Wednesday, June 26, 2013

tomato and cucumber salsa-ish salad


In our house, we have no problem consuming a massive amount of chips and homemade salsa and calling that dinner. Frankly, if I am eating a pound of tomatoes all on my own, I think that counts as a meal.

This salad started out life as an Ina Garten recipe for middle eastern vegetable salad. It is a very good recipe but I confess I was overwhelmed by the feta cheese. So, out went the feta cheese and I tripled the amount of tomatoes. What stays is an addictive dance between basil and mint, lemon and garlic, cucumber and chickpea.

I found myself toasting up pita bread in the oven to enjoy alongside this salad and then using the pita bread to scoop up bites. It was then that I realized this salad is also a kind of salsa.

One small note: this salsa-ish salad really does need to be served at room temperature. I find that, in general, fresh tomato dishes do not benefit from time in the fridge. This is a good dish to make when I want a little (slightly) mindless kitchen work: chopping tomatoes, juicing lemons. With a splash of wine to sip on and Harriet buzzing around at my feet. It is a nice transitionary scene from the workday.

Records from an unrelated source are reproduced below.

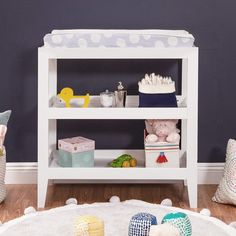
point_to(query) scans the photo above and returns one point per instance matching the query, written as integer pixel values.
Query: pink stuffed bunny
(162, 131)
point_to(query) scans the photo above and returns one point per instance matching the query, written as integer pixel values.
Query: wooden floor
(22, 196)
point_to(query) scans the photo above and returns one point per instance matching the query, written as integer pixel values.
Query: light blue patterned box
(79, 159)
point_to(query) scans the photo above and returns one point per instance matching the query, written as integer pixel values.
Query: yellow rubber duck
(67, 94)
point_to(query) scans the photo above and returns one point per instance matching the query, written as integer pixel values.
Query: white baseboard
(26, 173)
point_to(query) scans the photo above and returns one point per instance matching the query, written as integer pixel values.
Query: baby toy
(89, 226)
(124, 160)
(162, 131)
(140, 224)
(67, 94)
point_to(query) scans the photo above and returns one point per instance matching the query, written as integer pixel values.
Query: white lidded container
(107, 99)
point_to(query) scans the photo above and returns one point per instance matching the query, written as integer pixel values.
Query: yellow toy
(89, 226)
(67, 94)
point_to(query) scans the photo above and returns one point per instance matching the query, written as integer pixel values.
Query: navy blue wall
(24, 23)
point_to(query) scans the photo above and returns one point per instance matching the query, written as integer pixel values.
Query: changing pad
(82, 38)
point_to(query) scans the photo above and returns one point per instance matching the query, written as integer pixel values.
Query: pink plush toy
(162, 131)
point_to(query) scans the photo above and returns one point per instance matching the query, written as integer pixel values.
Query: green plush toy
(124, 160)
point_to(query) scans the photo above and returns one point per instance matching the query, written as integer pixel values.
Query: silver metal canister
(120, 96)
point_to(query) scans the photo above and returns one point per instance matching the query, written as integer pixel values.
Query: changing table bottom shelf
(102, 172)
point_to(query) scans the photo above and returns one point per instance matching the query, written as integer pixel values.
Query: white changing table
(48, 116)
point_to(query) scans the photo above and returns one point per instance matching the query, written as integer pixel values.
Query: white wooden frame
(47, 119)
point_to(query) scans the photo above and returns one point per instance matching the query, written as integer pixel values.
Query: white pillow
(226, 192)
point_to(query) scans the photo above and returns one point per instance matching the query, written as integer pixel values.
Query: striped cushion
(2, 177)
(180, 221)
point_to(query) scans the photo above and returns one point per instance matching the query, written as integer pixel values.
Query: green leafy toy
(124, 160)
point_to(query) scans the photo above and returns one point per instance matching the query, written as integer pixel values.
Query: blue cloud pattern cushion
(4, 117)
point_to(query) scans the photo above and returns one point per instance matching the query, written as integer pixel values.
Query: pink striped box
(76, 144)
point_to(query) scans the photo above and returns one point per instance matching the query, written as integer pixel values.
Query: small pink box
(76, 144)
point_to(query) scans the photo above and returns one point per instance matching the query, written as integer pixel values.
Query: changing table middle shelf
(131, 111)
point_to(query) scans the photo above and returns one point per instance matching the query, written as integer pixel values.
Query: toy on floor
(89, 226)
(164, 230)
(67, 94)
(179, 220)
(162, 131)
(124, 160)
(140, 224)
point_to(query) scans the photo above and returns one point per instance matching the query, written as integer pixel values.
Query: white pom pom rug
(59, 221)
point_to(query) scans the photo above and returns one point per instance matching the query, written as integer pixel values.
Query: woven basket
(2, 177)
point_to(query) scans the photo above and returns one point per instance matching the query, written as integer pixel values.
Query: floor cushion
(226, 191)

Speaking of Harriet buzzing around at my feet, this is my (usual) view in the kitchen:


 tomato and cucumber salsa-ish salad

10 scallions, white and green parts, thinly sliced
2-3 pounds ripe roma tomatoes, seeded, cored and 1/2-inch-diced
1 hothouse cucumber, halved lengthwise, seeded and 1/2-inch-diced
1 jar (12 to 16 ounces) chickpeas, rinsed and drained
1/2 cup chopped fresh flat-leaf parsley
1/3 cup chopped fresh mint leaves
1/2 cup julienned fresh basil leaves
1/2 cup freshly squeezed lemon juice (4 lemons)
1 tablespoon minced garlic (3 cloves)
kosher salt and freshly ground black pepper
1/3 cup good olive oil
toasted pita bread or pita chips, for serving

1) Place the scallions, tomatoes, cucumber, chickpeas, parsley, mint and basil in a large salad bowl and toss to combine.

2) In a small bowl, whisk together the lemon juice, garlic, 1/2 teaspoon salt, and 1 teaspoon pepper. Slowly whisk in the olive oil. Pour the dressing over the salad, toss gently to coat all the vegetables. Serve at room temperature. (Don't panic, it seems like a lot of dressing, but works out perfectly.)

3) Serve the salad with pita chips or toasted pita bread. To me it is part salad, part salsa, but all deliciousness.